I wasn't entirely being honest when I said to date there has been no tears since returning from Japan. Let me explain.
My first day home I treated myself to a hair cut (much needed after two months) and a happy day with my favorite manicurist. Both my hair maestro and my manicurist asked me how I was.
"Fine." It was the easiest answer to give, considering I had just returned and didn't know which side was up. Then came the questions. I quickly found myself choked up.
"I can't talk about it," was what I managed to get out before the tears came. I actually had to leave the manicure table to go outside to cry (I really don't cry in front of others) and my old Italian hair man quickly said in his most accented voice, "So sorry, sweetheart. We can talk when you're ready."
I bring this up for two reasons. I was relaying this story to a client tonight over dinner and found myself getting choked up again, embarrassingly so, and had to excuse myself again before the floodgates opened in public. I was also having a conversation with a dear friend on the way home from dinner, who, in her infinite wisdom said, "You managed to push those feelings way down while you were in Japan. No wonder they're stuck."

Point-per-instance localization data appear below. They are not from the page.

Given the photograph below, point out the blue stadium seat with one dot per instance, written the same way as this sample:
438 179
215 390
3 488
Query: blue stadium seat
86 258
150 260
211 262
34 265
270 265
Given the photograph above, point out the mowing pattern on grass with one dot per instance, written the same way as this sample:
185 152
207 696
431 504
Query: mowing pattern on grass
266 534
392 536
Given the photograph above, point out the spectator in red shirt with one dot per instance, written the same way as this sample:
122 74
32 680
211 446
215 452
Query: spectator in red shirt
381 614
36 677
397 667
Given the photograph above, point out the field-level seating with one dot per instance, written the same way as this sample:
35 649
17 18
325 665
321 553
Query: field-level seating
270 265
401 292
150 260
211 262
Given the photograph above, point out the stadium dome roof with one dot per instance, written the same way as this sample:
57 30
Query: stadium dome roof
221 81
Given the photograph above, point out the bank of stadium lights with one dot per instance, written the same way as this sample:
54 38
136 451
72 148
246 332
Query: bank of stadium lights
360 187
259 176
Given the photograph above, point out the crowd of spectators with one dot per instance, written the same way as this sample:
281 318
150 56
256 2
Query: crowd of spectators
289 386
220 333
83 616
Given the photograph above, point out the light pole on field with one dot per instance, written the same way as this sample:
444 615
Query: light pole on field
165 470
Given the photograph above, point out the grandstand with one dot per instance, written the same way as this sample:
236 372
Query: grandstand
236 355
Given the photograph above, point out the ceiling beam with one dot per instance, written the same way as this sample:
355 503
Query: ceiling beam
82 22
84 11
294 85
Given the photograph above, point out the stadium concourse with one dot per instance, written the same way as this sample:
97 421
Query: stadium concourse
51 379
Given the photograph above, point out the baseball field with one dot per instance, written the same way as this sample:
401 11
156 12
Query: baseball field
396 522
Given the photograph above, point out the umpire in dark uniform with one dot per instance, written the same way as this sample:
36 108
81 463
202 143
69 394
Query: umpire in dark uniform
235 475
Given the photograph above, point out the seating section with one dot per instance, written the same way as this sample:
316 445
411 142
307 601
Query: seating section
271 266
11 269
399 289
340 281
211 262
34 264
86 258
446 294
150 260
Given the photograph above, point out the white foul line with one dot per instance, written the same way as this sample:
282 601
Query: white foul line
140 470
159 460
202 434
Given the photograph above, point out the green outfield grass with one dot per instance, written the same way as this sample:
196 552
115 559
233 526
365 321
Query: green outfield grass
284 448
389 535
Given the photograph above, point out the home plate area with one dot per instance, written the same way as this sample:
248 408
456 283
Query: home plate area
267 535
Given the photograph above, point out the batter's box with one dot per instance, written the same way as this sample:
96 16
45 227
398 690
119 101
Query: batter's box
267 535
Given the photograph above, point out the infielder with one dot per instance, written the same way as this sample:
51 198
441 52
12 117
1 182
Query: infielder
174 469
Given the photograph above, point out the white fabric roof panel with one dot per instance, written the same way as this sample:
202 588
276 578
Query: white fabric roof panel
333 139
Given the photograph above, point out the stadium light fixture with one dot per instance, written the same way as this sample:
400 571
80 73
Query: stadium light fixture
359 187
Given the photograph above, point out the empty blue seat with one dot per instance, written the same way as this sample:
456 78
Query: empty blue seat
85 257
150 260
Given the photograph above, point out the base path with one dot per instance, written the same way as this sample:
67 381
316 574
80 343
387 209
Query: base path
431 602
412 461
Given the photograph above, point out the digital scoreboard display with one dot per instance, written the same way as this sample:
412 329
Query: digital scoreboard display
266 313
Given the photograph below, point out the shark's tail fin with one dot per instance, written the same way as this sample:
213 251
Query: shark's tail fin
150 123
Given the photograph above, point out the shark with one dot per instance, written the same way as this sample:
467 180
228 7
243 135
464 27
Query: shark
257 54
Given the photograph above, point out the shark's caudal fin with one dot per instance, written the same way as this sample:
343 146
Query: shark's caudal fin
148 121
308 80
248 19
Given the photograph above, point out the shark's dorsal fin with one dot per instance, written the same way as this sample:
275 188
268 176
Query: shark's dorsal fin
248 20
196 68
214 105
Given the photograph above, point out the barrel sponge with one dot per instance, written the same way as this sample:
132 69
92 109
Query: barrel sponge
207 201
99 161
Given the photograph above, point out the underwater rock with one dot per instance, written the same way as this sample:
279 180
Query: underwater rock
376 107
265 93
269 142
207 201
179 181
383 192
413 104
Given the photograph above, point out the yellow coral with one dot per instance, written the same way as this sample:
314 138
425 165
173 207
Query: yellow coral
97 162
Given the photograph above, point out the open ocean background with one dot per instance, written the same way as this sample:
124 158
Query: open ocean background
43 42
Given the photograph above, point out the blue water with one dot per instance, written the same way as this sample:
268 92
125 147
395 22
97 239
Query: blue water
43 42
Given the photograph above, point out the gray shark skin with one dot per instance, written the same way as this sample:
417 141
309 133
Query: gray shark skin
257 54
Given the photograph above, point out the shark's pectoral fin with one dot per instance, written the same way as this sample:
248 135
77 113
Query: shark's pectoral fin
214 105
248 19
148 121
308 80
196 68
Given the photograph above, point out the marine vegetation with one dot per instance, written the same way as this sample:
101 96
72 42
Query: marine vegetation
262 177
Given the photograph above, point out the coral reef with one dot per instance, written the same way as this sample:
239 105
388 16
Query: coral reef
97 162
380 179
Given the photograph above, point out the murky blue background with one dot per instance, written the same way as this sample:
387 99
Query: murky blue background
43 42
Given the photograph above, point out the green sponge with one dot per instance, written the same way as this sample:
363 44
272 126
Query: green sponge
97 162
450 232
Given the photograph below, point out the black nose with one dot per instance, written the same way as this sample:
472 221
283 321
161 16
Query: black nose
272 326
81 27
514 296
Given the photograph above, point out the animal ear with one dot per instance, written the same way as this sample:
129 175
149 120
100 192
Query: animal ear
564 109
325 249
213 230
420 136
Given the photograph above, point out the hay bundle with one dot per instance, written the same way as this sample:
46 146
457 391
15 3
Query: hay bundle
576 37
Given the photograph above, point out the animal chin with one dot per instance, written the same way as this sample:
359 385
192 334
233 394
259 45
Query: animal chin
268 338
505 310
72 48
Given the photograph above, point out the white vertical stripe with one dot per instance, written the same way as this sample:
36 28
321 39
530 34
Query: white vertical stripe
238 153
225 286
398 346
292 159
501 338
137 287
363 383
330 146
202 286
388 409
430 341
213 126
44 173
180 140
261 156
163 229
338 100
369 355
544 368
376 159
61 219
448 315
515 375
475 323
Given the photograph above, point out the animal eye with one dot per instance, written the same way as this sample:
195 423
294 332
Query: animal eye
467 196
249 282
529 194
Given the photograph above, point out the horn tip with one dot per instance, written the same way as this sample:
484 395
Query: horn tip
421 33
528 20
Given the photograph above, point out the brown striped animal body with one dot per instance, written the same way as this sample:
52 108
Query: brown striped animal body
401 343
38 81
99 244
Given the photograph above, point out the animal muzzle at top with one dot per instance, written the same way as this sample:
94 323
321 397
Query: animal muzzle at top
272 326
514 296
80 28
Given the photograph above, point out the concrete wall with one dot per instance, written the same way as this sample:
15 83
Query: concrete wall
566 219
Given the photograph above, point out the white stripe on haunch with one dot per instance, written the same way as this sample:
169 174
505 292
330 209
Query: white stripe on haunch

Stuck is the operative word. My feelings are stuck. I'm stuck. Not one to do nothing, I am taking action. I will next embark on what I call a journey of self-induced therapy. My husband is on board. Hands down, this man walks on water. Convincing my son is a different story. He is reluctant to let me go down this road. Why? Self-induced therapy means I go back to Japan. Clearly I have unfinished business there and I am convinced only there can I process what I went through for seven weeks.
This time around I will not spend my entire time in Iwate, although I will make a trip up there. I consider this a pilgrimage of sorts. I need to let the restless spirits within me rest. I will find a time and space to cry (alone, hopefully) and I will leave behind my grief, pain and sadness. I will bring home with me memories, renewed energy and the strength that comes with this to move forward. I will unleash my demons so I can actually sleep through the night, not tossing and turning with my vivid dreams and stealing covers from my husband.
I will be me again when I come back, albeit a new, better and much improved version of me. This, I can do. This, I look forward to.